Le conseil d’administration de la Fondation a décidé, en sa séance du 13 novembre, de porter le montant de l’allocation décès versée au conjoint survivant d’un aveugle de guerre à 1 500 €.

L’envoi traditionnel de la boîte de chocolats aux veuves sera reconduit et réalisé dans la première semaine de décembre. Nous rappelons qu’il est nécessaire d’en accuser réception par un appel téléphonique ou un petit mot au secrétariat afin que nous puissions nous assurer du bon acheminement des colis.
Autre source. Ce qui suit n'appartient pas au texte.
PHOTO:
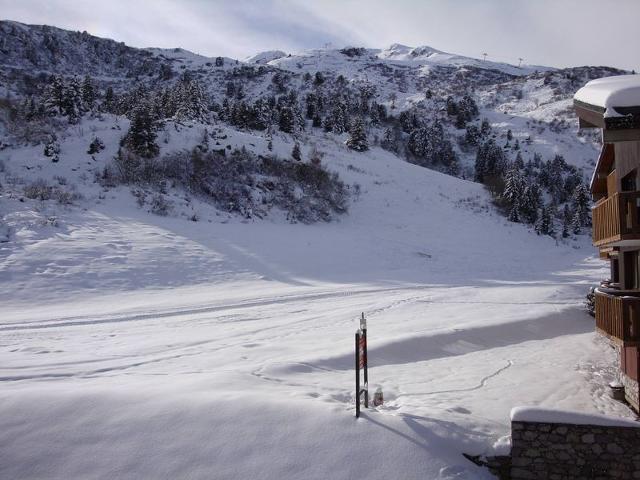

Celles qui, l’année dernière, n’ont pas accusé réception ne seront pas concernées par l’envoi cette année car nous n’avons plus la certitude de l’exactitude de leur adresse. Si vous êtes dans ce cas, nous vous invitons à reprendre contact avec le secrétariat.

Pour ceux qui ont suivi les évolutions du code des Pensions Militaires d’Invalidité et des Victimes de Guerre, sachez que l’article 55 de la loi n°2018-607 du 13 juillet 2018 relative à la programmation militaire pour les années 2019 à 2025, a ratifié définitivement l’ordonnance qui avait autorisé le gouvernement à procéder à une refonte du code des PMI-VG. Celui-ci est donc maintenant totalement en vigueur dans ses parties législative et réglementaire.

L’article 51 de cette même loi établit la disparition des juridictions des pensions et le transfert, à partir du 1er  novembre 2019,  du contentieux en matière de PMI vers les juridictions administratives avec la création d’un Recours Administratif Préalable Obligatoire (RAPO). Nous reviendrons sur ce sujet dans une prochaine lettre.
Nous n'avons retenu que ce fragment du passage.